El Palau Sant Jordi registró el mayor overbooking que nunca haya sufrido. Más de 24.000 espectadores desbordando un aforo de solo 18.000. Los pasillos eran un hervidero e intentar desplazarse por el recinto un verdadero suplicio. Si llega a declararse un incendio allí moríamos todos. Y bueno, por fuego precisamente no quedó. Su banda, la flamante New Power Generation, calentó motores con funk abrasivo durante media hora hasta que el príncipe apareció en escena. ¡Y de qué manera!

SÍMBOLO HERMAFRODITA/ Entre el tramo americano y el europeo de Act (la gira que le trajo aquí), había renegado a bombo y platillo del nombre de Prince. Primero dijo que a partir de entonces quería ser conocido como Victor. Luego exigía que le llamaran «artista antes conocido como Prince» o sus siglas en inglés, AFKAP. O simplemente The Artist. Y entre una cosa y otra se empeñó en que le denominaran con el impronunciable y ambiguo símbolo que presidía la portada de su último disco. Ese cuyo mayor éxito era la canción My name is Prince. Y con ella empezó.

La audiencia enloqueció cuando irrumpió la figura en que él se había travestido para el videoclip: tapado de pies a cabeza y con una cortinilla metálica sobre el rostro. El Sant Jordi entero gritaba My name is Prince para quedarse boquiabierto al descubrir, al final de la canción, que la figura a la que tan fervientemente aclamaban no era él, sino su novia (y posterior esposa), la bailarina Mayte García. Desconcertante performance sobre su cambio de nombre del que no dio tiempo a reaccionar cuando, con micrófono en forma de pistola, atajó a bocajarro Sexy Motherfucker.
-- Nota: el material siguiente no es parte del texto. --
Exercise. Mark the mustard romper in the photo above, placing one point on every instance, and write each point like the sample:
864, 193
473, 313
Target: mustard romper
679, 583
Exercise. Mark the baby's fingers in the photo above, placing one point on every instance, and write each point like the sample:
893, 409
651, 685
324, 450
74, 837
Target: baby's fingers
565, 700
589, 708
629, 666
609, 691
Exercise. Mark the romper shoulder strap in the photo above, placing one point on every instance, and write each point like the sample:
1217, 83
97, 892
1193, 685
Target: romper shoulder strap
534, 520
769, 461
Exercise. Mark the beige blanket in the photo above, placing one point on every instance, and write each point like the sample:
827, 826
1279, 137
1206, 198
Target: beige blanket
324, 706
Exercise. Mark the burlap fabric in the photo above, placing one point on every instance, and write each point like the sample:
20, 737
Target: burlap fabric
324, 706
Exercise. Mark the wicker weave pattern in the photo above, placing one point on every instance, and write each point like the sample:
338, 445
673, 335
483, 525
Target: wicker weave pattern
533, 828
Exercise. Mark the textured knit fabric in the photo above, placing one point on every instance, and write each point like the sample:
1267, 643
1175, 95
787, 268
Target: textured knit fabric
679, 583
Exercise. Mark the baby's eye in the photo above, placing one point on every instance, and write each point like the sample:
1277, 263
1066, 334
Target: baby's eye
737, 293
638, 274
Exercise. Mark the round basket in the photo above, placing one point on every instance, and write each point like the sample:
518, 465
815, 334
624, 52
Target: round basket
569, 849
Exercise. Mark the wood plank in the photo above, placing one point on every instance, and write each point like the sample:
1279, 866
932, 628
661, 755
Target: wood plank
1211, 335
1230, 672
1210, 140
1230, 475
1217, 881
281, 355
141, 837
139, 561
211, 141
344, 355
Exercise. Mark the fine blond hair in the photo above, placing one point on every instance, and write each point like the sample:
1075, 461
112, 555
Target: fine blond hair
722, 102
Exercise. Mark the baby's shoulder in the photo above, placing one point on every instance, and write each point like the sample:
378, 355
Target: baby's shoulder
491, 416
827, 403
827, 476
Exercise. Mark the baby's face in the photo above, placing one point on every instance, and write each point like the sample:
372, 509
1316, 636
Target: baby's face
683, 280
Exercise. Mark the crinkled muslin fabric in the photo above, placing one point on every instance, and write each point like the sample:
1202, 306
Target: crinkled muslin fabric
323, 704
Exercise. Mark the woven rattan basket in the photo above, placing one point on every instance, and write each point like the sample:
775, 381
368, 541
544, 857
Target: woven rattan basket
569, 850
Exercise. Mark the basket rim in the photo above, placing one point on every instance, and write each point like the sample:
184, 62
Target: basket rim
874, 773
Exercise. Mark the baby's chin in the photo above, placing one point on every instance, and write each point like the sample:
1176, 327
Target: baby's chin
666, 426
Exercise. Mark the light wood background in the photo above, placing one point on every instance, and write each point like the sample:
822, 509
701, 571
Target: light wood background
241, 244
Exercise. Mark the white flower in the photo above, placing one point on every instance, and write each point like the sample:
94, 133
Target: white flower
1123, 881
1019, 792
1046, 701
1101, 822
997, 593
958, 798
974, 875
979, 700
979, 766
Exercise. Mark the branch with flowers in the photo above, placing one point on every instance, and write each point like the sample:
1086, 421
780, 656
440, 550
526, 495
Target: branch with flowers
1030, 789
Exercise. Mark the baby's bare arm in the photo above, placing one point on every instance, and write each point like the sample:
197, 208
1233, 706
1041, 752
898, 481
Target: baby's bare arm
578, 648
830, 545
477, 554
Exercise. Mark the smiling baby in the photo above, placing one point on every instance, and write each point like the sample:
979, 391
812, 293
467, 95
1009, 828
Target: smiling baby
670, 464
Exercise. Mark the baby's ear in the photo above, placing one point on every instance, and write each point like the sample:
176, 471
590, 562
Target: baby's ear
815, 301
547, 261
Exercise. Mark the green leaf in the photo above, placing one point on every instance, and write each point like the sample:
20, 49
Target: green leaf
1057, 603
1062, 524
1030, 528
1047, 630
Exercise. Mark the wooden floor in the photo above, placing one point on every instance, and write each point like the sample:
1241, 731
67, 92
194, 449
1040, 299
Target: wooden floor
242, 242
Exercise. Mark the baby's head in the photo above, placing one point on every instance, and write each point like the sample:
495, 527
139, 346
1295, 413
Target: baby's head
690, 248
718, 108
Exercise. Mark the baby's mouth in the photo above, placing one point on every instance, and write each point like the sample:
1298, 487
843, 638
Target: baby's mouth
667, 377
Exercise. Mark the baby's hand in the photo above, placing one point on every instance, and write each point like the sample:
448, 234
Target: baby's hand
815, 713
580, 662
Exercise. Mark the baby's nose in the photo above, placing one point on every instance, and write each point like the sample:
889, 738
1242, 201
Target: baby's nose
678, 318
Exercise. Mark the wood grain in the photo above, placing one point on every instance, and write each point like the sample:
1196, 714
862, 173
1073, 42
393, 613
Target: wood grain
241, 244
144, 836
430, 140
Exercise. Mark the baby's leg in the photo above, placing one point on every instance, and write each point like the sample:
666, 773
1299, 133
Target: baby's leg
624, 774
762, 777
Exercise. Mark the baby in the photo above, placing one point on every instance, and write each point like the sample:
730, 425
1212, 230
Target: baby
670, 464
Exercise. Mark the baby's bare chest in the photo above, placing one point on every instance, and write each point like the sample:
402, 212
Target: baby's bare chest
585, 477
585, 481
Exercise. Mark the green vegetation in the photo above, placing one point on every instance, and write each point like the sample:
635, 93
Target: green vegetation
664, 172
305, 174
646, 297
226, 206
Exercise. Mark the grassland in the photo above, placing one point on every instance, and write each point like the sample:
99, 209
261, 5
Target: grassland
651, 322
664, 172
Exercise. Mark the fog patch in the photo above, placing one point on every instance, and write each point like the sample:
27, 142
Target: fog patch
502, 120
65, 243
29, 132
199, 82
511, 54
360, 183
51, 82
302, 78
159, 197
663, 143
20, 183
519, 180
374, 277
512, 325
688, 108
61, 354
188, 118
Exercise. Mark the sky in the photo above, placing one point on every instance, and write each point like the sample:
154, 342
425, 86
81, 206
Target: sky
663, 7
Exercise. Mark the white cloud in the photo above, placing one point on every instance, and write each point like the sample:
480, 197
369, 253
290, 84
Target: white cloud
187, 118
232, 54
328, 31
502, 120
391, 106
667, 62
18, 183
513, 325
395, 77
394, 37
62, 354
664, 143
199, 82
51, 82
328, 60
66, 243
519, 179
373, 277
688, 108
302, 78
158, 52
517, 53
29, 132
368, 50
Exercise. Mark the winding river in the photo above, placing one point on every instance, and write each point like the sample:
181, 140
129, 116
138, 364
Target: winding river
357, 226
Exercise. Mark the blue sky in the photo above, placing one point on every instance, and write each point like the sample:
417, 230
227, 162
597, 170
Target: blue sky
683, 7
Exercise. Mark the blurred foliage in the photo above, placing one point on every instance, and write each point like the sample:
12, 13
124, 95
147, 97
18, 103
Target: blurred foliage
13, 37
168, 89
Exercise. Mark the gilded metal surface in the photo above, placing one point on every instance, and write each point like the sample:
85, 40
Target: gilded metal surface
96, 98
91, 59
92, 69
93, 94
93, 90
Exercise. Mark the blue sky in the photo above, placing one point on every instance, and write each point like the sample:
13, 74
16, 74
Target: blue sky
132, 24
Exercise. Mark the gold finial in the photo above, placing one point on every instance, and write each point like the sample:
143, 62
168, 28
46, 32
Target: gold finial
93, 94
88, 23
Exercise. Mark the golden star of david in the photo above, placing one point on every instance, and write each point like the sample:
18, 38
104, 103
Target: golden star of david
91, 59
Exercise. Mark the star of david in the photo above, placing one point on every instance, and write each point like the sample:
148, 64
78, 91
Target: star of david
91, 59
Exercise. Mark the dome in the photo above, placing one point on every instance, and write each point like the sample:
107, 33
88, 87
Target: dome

Solo pudo utilizarse una parte de la colosal escenografía (diseñada para estadios), sin que ello difuminara el concepto espectáculo. Además, por más cosas que sucedieran a su alrededor, se hacía imposible dejar de mirarle ni un instante. Bailando o convirtiendo la guitarra casi en objeto sexual conseguía lo imposible: conciliar lo estudiado al milímetro con el más básico instinto animal. Su imagen saltando como un felino sobre la cola del piano (y sobre vertiginosos tacones de aguja) es de las que no se olvidan. Ni sus recreaciones de Let's go crazyKissPurple Rain,  Little red corvette1999Raspberry beret...  Fue como contemplar una supernova en su postrer fulgor. Justo antes de que defenestrara su genio entre pleitos y  sobredosis de grabaciones. Yo me fui a dormir levitando, aunque al escuchar las noticias al día siguiente se me aguó la fiesta...

Resulta que esa misma madrugada había confirmado que lo de sus secret shows no era una leyenda urbana. Programado con horas de antelación, había ofrecido un concierto totalmente diferente para 150 personas en la fugaz sala Estandar previo pago de 2.000 pesetas (la entrada al Sant Jordi valía 4.000). Aunque difícilmente hubiera logrado entrar, ya que si no estabas previa (y secretamente) acreditado, sus propios gorilas seleccionaban el personal. Y por mucho símbolo hermafrodita, escogían casi exclusivamente chicas.